While Payal has given us a great template to set goals, another vital element to remember is our belief in ourselves.
In her book, Payal has a great line that says, “Failure is a data point, not an endpoint.” We all go through a struggle or a challenge at some point, causing us to doubt ourselves. Payal has a toolkit of strategies to maintain belief in herself — even if other people don’t
“The doubt is about controlling your mind and your thoughts. I remember a lot during the process [of] building ClassPass [was that it was important] to share a quote every morning. I did because it forced me to wake up and scroll for quotes — what a great way to start with a positive thought. I would post the quote, which automatically comes back to you during the day [as] people comment on it. I [was] changing my mindset to that positive thought constantly.” – Payal Kadakia
When the doubt was there, Payal was setting boundaries, actually telling herself, “I’m not going there with you.” Sometimes that meant not seeing certain people do that. Her daily quotes reminded her where to focus her thoughts.
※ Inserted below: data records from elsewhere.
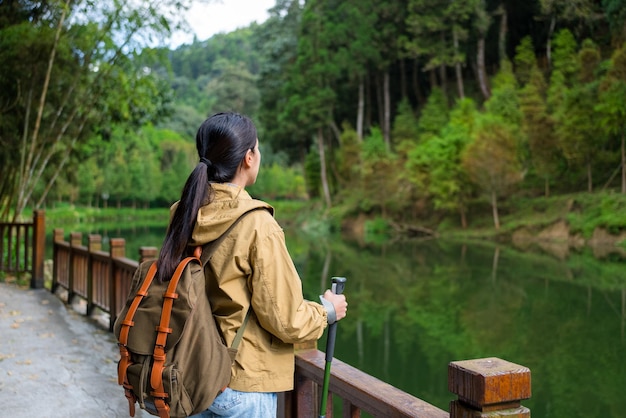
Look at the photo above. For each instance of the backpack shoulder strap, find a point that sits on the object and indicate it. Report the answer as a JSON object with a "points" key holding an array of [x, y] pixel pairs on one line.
{"points": [[163, 330], [209, 248], [207, 253]]}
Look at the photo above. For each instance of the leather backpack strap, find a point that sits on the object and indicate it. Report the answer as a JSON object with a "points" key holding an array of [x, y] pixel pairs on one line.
{"points": [[125, 360], [163, 330], [206, 255]]}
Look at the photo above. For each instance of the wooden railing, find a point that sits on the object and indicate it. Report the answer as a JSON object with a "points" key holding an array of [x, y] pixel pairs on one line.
{"points": [[485, 387], [22, 246], [101, 278]]}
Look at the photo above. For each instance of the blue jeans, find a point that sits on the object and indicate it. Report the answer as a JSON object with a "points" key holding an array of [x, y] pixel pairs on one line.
{"points": [[235, 404]]}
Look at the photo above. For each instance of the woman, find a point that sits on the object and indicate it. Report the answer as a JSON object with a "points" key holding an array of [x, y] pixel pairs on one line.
{"points": [[251, 269]]}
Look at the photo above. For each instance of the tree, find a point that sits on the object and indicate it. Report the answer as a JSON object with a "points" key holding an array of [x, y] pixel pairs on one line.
{"points": [[612, 108], [71, 70], [536, 123], [440, 156], [437, 29], [491, 160], [577, 120], [568, 11]]}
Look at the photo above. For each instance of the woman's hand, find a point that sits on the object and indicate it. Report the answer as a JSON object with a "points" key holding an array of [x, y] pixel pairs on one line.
{"points": [[339, 303]]}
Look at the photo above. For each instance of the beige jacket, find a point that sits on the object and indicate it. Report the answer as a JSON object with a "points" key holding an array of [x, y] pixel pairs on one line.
{"points": [[253, 268]]}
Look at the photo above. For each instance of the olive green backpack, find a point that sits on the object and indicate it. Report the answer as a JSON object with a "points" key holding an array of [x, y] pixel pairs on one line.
{"points": [[173, 360]]}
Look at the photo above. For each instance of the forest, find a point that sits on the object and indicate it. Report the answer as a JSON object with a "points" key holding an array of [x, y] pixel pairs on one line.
{"points": [[403, 110]]}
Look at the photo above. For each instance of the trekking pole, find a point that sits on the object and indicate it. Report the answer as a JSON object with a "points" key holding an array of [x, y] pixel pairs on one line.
{"points": [[338, 284]]}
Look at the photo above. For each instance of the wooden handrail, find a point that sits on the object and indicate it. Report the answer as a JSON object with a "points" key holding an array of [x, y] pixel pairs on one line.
{"points": [[22, 248], [485, 387], [359, 391]]}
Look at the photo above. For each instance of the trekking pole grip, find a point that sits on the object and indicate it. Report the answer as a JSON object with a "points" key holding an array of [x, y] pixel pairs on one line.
{"points": [[337, 287]]}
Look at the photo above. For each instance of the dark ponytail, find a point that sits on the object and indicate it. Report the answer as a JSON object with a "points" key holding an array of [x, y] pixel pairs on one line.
{"points": [[222, 142]]}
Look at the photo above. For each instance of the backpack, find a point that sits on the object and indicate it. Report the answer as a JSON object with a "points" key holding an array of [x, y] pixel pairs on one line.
{"points": [[173, 360]]}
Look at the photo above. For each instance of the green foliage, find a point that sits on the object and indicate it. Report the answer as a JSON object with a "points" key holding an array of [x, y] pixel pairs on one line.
{"points": [[434, 115], [491, 160], [405, 125], [525, 60], [277, 182]]}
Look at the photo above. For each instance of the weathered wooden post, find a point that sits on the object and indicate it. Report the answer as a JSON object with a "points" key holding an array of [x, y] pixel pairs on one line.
{"points": [[57, 238], [94, 244], [488, 387], [76, 240], [39, 249], [147, 253], [117, 249]]}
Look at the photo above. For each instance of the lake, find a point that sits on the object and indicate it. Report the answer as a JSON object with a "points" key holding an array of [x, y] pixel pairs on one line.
{"points": [[417, 305]]}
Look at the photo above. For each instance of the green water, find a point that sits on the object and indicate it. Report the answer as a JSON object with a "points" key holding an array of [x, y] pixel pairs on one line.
{"points": [[416, 306]]}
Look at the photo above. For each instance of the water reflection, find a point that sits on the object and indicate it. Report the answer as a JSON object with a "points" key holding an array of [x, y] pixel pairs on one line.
{"points": [[416, 306]]}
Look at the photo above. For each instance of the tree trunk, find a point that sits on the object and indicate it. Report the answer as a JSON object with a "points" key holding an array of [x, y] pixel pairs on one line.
{"points": [[623, 163], [503, 32], [457, 65], [589, 178], [387, 111], [482, 72], [403, 84], [549, 41], [416, 83], [443, 79], [25, 176], [360, 110], [380, 101], [463, 217], [325, 188], [494, 209]]}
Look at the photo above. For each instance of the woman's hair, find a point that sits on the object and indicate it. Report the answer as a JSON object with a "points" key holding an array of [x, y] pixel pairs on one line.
{"points": [[222, 142]]}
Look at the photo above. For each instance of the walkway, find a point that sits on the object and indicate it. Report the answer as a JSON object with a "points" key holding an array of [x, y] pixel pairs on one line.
{"points": [[55, 362]]}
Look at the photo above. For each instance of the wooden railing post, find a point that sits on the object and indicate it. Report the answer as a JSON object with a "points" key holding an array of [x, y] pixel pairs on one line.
{"points": [[39, 248], [94, 244], [117, 249], [488, 387], [76, 240], [147, 253], [57, 238]]}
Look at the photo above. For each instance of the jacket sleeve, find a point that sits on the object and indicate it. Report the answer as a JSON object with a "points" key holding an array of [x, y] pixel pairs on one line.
{"points": [[277, 296]]}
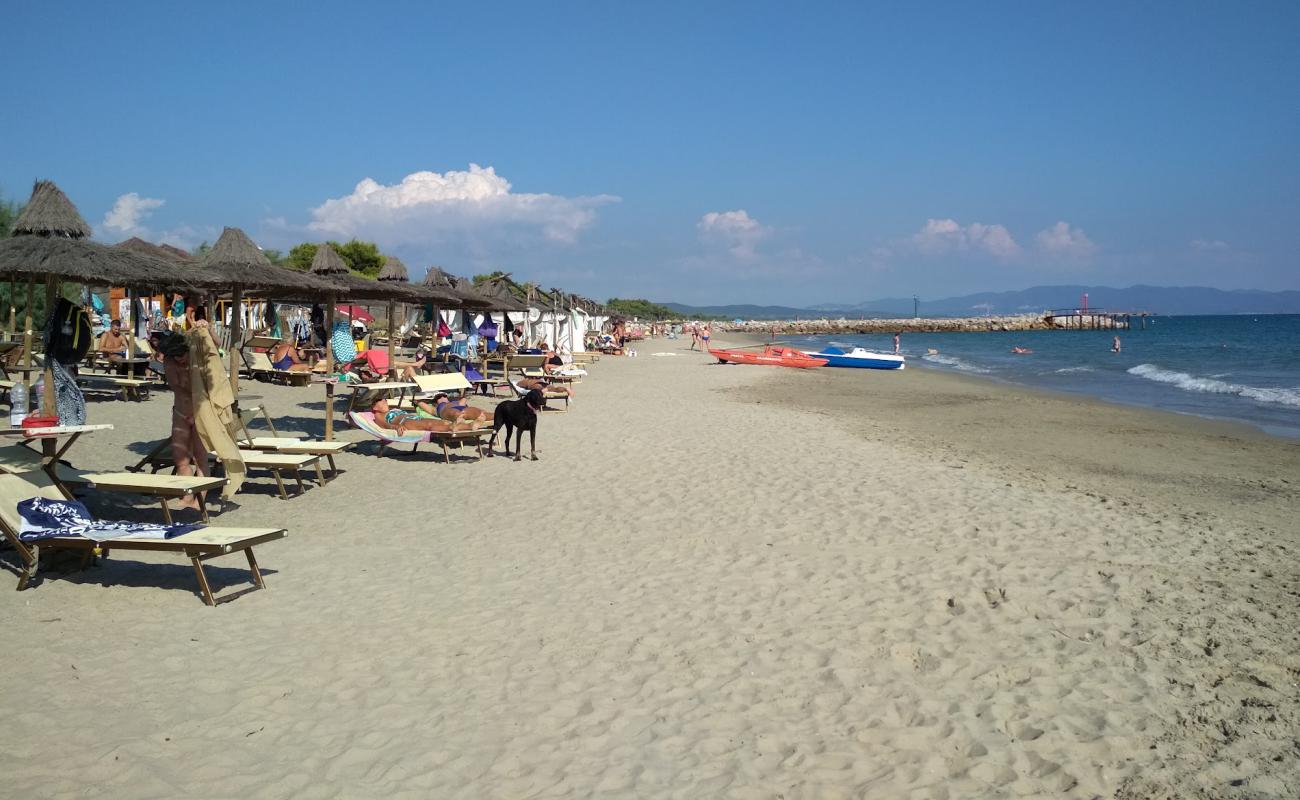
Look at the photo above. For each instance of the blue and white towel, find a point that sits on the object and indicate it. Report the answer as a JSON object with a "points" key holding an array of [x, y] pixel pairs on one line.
{"points": [[44, 518]]}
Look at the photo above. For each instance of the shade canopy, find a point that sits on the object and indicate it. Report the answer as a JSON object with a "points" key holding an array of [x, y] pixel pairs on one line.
{"points": [[234, 260], [498, 292], [462, 289], [328, 264], [50, 242]]}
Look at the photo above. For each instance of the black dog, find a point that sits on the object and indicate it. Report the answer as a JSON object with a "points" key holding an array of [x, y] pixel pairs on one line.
{"points": [[520, 415]]}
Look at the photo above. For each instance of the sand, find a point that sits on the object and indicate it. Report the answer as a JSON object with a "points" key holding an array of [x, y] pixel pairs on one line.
{"points": [[718, 582]]}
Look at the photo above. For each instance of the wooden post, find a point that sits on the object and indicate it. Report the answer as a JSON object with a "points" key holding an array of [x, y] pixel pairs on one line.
{"points": [[48, 401], [329, 370], [26, 342], [235, 312], [393, 363]]}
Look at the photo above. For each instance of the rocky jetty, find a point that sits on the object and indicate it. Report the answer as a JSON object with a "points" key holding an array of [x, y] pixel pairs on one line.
{"points": [[1027, 321]]}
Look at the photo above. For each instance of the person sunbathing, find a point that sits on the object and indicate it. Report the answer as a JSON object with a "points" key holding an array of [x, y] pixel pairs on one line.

“The antithesis to doubt is positivity. I will focus on the positive, not the negative, of the situation. So [if a] person [says], ‘I don’t think there’s a market here.’ I say there is a market here! One of those things is about focusing on the positive and push through it and letting the negative go away.” – Payal Kadakia
A life of “yes” is so much better than a life of “no.” By being intentional, you will create a life filled with everything you love doing. Instead of being laden with guilt, there isn’t even time for that now because the “yes” is so obvious.
Payal gives us a far better understanding of being selfish and how misused that word is when we focus on achieving our dreams.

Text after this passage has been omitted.